Marco guardò sua madre confuso, poi rivolse lo sguardo a Chiara e infine alla tavola apparecchiata.

I muscoli del collo di Marco si irrigidirono, e guardando di nuovo sua madre, la leggerezza nei suoi occhi si estinse.

— Se devo essere sincero, avevo dimenticato tutte quelle pretese, — commentò amaro Marco, sorridendo ironicamente.

— Quali pretese, figlio? Si tratta dei nostri gusti! Regole! Tradizioni, in fin dei conti! Non ti sei mai lamentato!

— Io? Quando ero piccolo, avevo paura di far arrabbiare papà. Crescendo, non volevo discutere con te.

— Ma cosa stai dicendo?! — gridò Elena, incredula alle sue orecchie, provocando un nuovo abbaiare di Lara. — Fila! — ingiunse la donna, minacciando con il pugno il cane tenuto fermo da Chiara. — Ha le sue idee, — Elena lanciò una sbirciata astiosa a Chiara, — ma non fare l’indifferente e non farti mettere i piedi in testa! Sei felice di mangiare questa brodaglia? Hai permesso a lei di trasformare la casa in un zoo. Sei l’uomo di casa o no?

— Lo sono, — rispose cupo Marco.

— E allora comportati da padrone! — Elena espirò, convinta d’aver ottenuto quello che voleva.

— Dov’è il tuo bagaglio? — domandò Marco a sua madre.

— Ancora nell’ingresso! — si lamentò subito. — E ho fame da stamattina.

— Bene. Ringrazia Chiara per l’invito.

— Come?..

— Ringrazia Chiara per l’ultimo tentativo di instaurare un rapporto e scusati.

— Ma lei…

— Mamma!

— Grazie e scusa, — disse Elena, avvelenata.

Chiara le rivolse un sobrio cenno col capo.

— Andiamo.

— Dove?

— Dove tutto rispecchia i tuoi gusti, le tue regole, le tue tradizioni.

— Ma, Marco!

— Mamma!

— È stato papà a non voler animali, né vita fuori città. La mia opinione non contava. Ma papà mi ha dato un consiglio: “Non ti piace quello che ti offro, creane uno tuo”. Io l’ho fatto, mamma. Qui ci sono i miei gusti, le mie regole, le mie tradizioni. La padrona di casa è mia moglie. Non ti piace? Hai ancora casa tua.

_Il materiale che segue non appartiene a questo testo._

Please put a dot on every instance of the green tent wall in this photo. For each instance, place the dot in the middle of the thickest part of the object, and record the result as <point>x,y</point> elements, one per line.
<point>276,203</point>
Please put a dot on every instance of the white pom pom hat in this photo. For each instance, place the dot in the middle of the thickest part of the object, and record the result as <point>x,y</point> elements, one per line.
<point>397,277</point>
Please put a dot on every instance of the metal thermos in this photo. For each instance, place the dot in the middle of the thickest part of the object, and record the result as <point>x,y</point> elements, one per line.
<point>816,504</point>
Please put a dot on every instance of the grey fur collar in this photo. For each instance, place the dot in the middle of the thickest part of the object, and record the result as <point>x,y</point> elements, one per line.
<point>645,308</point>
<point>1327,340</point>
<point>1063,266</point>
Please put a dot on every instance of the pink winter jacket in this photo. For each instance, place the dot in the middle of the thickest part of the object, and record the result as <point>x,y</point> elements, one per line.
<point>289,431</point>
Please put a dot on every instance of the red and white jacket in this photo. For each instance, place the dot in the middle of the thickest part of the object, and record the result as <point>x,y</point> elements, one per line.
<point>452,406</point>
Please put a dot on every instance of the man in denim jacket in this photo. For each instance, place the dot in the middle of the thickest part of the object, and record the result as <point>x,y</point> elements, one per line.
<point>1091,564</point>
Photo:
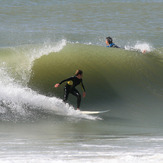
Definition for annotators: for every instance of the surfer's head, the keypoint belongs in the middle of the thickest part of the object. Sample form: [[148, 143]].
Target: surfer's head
[[109, 40], [79, 73]]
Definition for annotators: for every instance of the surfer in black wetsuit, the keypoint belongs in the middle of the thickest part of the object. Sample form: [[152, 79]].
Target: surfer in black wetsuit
[[72, 82], [109, 43]]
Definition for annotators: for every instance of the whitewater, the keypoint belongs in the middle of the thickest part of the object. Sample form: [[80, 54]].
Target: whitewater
[[42, 43]]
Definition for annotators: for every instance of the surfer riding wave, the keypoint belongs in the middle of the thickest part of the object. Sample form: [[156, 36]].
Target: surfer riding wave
[[72, 82]]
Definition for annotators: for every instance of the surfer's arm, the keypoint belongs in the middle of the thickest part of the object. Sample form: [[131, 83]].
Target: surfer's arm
[[83, 88]]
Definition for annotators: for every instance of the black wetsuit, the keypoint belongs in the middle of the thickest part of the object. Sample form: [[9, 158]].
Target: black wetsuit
[[112, 45], [72, 82]]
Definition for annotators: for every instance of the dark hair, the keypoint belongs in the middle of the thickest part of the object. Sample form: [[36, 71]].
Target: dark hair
[[110, 40], [78, 72]]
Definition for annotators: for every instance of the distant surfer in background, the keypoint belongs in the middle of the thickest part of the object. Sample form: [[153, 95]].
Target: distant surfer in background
[[72, 82], [110, 44]]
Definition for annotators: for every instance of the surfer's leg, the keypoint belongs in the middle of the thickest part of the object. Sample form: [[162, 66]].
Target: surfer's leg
[[66, 93], [77, 94]]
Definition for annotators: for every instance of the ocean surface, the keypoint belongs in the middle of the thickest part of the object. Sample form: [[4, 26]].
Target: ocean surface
[[44, 42]]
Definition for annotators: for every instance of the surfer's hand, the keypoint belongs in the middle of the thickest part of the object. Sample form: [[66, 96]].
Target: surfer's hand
[[56, 85], [84, 94]]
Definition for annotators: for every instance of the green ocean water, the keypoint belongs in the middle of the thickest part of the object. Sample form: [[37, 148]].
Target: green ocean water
[[44, 42]]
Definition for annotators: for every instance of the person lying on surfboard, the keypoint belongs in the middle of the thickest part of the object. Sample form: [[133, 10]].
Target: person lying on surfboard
[[72, 82], [110, 44]]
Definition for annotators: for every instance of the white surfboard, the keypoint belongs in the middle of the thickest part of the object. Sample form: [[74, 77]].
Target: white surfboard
[[94, 112]]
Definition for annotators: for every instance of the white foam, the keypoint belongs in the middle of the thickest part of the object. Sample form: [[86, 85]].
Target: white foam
[[140, 46]]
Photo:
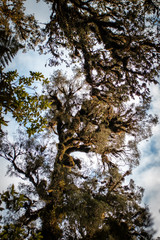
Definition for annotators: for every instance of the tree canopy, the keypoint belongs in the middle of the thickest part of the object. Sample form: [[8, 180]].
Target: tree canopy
[[96, 117]]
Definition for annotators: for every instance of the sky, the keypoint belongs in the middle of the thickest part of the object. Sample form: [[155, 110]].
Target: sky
[[147, 174]]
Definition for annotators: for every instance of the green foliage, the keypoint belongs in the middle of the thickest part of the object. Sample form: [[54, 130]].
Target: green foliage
[[18, 96], [64, 196]]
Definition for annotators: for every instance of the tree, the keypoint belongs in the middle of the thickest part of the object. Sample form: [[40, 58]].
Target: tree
[[61, 194], [126, 56], [64, 196], [24, 106], [16, 23]]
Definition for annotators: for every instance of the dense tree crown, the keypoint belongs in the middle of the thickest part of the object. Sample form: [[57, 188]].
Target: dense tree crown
[[82, 129]]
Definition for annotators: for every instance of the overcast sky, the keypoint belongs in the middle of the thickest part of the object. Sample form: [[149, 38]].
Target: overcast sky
[[147, 174]]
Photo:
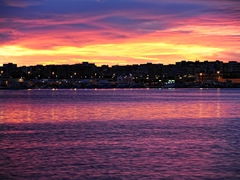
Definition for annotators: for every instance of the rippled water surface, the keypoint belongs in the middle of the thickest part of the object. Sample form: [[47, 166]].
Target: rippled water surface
[[120, 134]]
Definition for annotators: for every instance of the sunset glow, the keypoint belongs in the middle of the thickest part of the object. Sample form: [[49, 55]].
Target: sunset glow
[[118, 32]]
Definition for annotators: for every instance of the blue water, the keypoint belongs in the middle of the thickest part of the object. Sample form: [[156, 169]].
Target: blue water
[[120, 134]]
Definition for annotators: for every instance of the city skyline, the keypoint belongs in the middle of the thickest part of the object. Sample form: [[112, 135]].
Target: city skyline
[[120, 32]]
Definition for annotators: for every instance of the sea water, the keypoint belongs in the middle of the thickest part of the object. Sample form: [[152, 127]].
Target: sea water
[[120, 134]]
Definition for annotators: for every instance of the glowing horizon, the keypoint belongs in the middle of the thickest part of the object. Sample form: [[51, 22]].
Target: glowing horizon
[[120, 32]]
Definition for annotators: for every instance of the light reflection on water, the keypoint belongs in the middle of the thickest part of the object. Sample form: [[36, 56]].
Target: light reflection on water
[[120, 134]]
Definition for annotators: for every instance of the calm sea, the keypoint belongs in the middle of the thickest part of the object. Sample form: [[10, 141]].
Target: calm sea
[[120, 134]]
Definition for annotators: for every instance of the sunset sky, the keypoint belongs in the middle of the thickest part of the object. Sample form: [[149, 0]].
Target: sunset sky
[[118, 31]]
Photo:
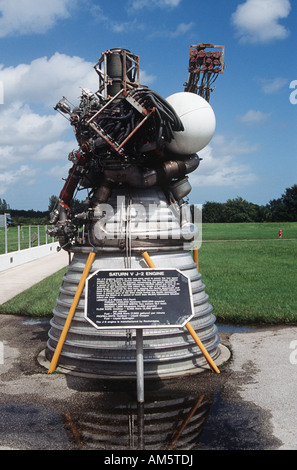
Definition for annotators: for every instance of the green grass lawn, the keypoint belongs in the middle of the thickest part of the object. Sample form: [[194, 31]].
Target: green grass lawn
[[249, 231], [25, 235], [251, 282], [39, 300], [248, 282]]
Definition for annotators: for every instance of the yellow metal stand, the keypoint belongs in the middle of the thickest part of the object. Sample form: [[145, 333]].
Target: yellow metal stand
[[190, 329], [195, 257], [79, 290]]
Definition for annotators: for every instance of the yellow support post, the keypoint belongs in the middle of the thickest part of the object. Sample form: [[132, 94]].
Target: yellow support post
[[75, 301], [189, 327], [195, 257]]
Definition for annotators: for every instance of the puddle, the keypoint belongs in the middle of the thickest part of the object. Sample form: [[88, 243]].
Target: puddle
[[226, 328], [36, 321], [113, 422]]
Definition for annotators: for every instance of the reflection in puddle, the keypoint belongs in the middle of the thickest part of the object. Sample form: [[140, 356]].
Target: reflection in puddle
[[166, 424]]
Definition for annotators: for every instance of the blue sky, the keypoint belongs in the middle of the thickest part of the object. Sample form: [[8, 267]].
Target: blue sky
[[48, 50]]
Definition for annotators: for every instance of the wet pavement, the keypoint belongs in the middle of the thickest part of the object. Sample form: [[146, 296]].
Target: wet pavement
[[249, 405]]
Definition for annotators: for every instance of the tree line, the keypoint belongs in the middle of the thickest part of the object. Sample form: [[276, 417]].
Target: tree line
[[283, 209]]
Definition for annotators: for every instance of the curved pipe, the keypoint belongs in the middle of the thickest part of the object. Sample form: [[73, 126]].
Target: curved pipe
[[139, 177]]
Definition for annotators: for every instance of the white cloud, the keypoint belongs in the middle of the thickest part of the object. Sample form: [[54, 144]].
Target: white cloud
[[138, 4], [180, 29], [257, 21], [253, 116], [45, 80], [31, 16], [221, 166]]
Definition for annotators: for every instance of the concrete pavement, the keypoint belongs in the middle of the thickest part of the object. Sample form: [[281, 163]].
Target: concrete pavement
[[252, 401], [15, 280]]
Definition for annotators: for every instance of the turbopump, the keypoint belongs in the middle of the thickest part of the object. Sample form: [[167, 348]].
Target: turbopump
[[135, 152]]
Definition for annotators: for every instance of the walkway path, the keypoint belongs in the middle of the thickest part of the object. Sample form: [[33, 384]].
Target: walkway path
[[15, 280]]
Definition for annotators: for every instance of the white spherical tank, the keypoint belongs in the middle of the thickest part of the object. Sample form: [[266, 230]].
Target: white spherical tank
[[198, 120]]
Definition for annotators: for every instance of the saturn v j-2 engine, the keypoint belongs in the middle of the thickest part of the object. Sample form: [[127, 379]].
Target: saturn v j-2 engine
[[135, 152]]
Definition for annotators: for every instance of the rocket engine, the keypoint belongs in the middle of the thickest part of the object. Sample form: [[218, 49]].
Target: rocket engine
[[135, 152]]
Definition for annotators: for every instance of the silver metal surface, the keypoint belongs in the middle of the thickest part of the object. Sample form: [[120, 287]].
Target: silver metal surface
[[167, 352]]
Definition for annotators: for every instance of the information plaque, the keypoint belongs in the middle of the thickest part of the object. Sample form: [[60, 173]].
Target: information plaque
[[146, 298]]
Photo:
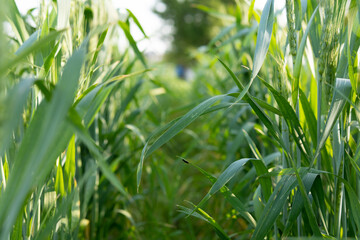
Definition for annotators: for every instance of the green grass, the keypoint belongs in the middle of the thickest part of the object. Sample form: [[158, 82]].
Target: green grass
[[97, 143]]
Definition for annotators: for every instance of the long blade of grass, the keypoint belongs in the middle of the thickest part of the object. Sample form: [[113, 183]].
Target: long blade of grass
[[179, 125], [298, 61], [343, 87], [206, 217], [229, 196], [292, 121], [41, 144]]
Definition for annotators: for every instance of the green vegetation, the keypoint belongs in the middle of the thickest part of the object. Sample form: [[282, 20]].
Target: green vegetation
[[98, 143]]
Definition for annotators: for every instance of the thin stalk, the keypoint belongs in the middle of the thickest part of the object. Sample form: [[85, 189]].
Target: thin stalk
[[319, 90], [3, 179]]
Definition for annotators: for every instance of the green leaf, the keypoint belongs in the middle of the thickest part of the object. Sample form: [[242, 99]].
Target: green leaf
[[63, 8], [75, 120], [70, 164], [59, 181], [11, 108], [136, 22], [343, 89], [309, 116], [263, 38], [274, 206], [229, 196], [132, 42], [298, 202], [298, 61], [273, 129], [206, 217], [179, 125], [292, 121], [262, 43], [35, 46], [44, 140]]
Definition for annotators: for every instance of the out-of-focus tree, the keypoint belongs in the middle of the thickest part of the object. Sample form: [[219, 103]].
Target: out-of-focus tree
[[192, 27]]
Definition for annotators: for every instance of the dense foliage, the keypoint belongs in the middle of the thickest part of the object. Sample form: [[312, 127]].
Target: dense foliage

— Figlio! È lei che ti ha messo contro di me! — Elena cominciò a piagnucolare. — È uno sortilegio! — aggiunse sottovoce.

Marco non resistette, prese la madre per il gomito, accompagnandola nell’ingresso, afferrando anche la sua borsa, aprì la porta, e in pieno silenzio la portò al portone dicendole:

— Chiara era d’accordo con te. Lei ha un buon rapporto con la famiglia. Non mi credeva quando parlavo di come eravamo. Sul tavolo c’era un piatto diverso per te. Ma il minestrone, mamma, era una cartina di tornasole. Ti sei rivelata completamente, — Marco aprì la porta verso l’esterno: — Il taxi ti aspetta.

— Tu… Ma… Quando lo hai chiamato?! — mormorò Elena, ancora scossa dalla schiettezza del figlio.

— Ho detto a Chiara di aspettare. Di non congedare il taxi subito. E avevo ragione.

— Tu! Sei! — si indignò Elena.

— Io, mamma, sono il padrone di casa. Come volevi, — Marco fece un cenno al tassista, lasciò la borsa a terra e, senza attendere che lei entrasse in macchina, chiuse il cancello alle sue spalle.

— Stregoneria, di sicuro! — concluse Elena, convinta ormai della situazione del figlio e, una volta seduta in macchina, prese il cellulare per cercare come dissolvere l’incantesimo. Qualcosa doveva pur esserci per riavere suo figlio!